Mohammad Zia was born in Pakistan and moved to New York in 1992. He received the degree of BSBME from Rutgers University in 2006 and the PhD in Biomedical Engineering in 2012, where his thesis topic was the detection and removal of environmental sounds from acoustic recordings. He now works as a Senior Research Support Specialist in the Department of Psychiatry at Stony brook University. Vladimir Fridman was born in Minsk, Belarus. He came to the United States in 1991. He went on to pursue a B.S. in Genetics and Development at Cornell University. He completed medical training at the Albert Einstein College of Medicine, and post-graduate training at the NYU-Langone Medical Center and Beth Israel/Long Island College Hospital. He has been involved in multiple basic science and clinical research projects at Cornell University, Albert Einstein College of Medicine/Montefiore Medical Center, NYU Medical Center, Beth Israel Medical Center, and Long Island College Hospital. He is focusing his career on general, noninvasive cardiology and has a special interest in the prevention and management of vascular disorders.

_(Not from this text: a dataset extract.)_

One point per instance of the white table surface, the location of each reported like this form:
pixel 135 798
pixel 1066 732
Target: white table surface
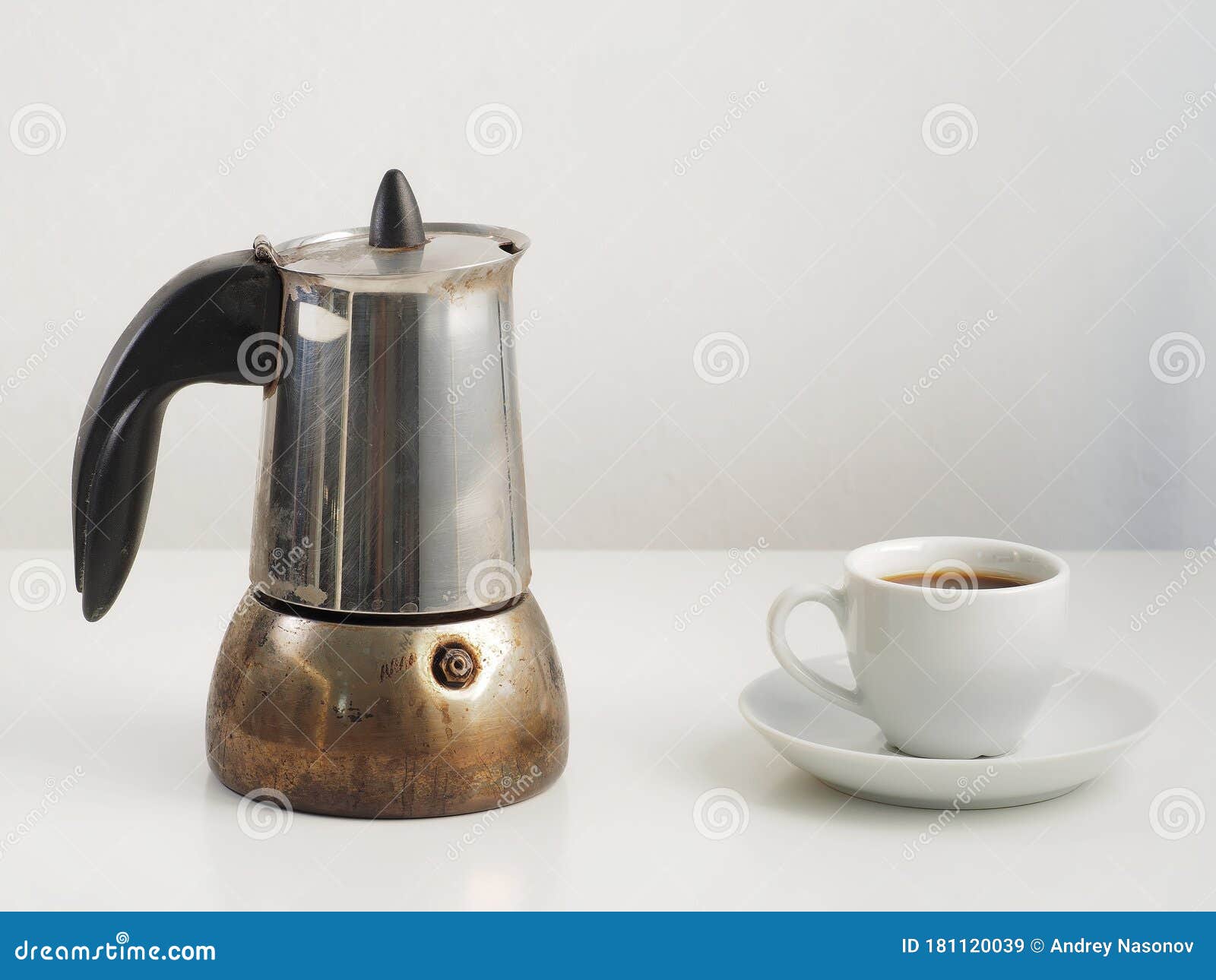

Cesare Saponieri was born in Bari, Italy. He received his medical training at the Medical College of the University of Bari in Bari, Italy. He came to the United States, where he completed a general internal medicine residency and a cardiovascular diseases fellowship. He went on to complete a challenging Cardiac Electrophysiology Fellowship under the guidance of Dr. Turitto and Dr. El-Sherif at Downstate Medical Center. He has been involved in multiple research projects involving cardiac rhythm devices and arrhythmia management. Currently he is the Head of Electrophysiology at the Long Island College Hospital. He has a successful private practice, and focuses his medical career on general cardiology and the full spectrum of clinical electrophysiology, including cardiac device management and advanced intracardiac ablations.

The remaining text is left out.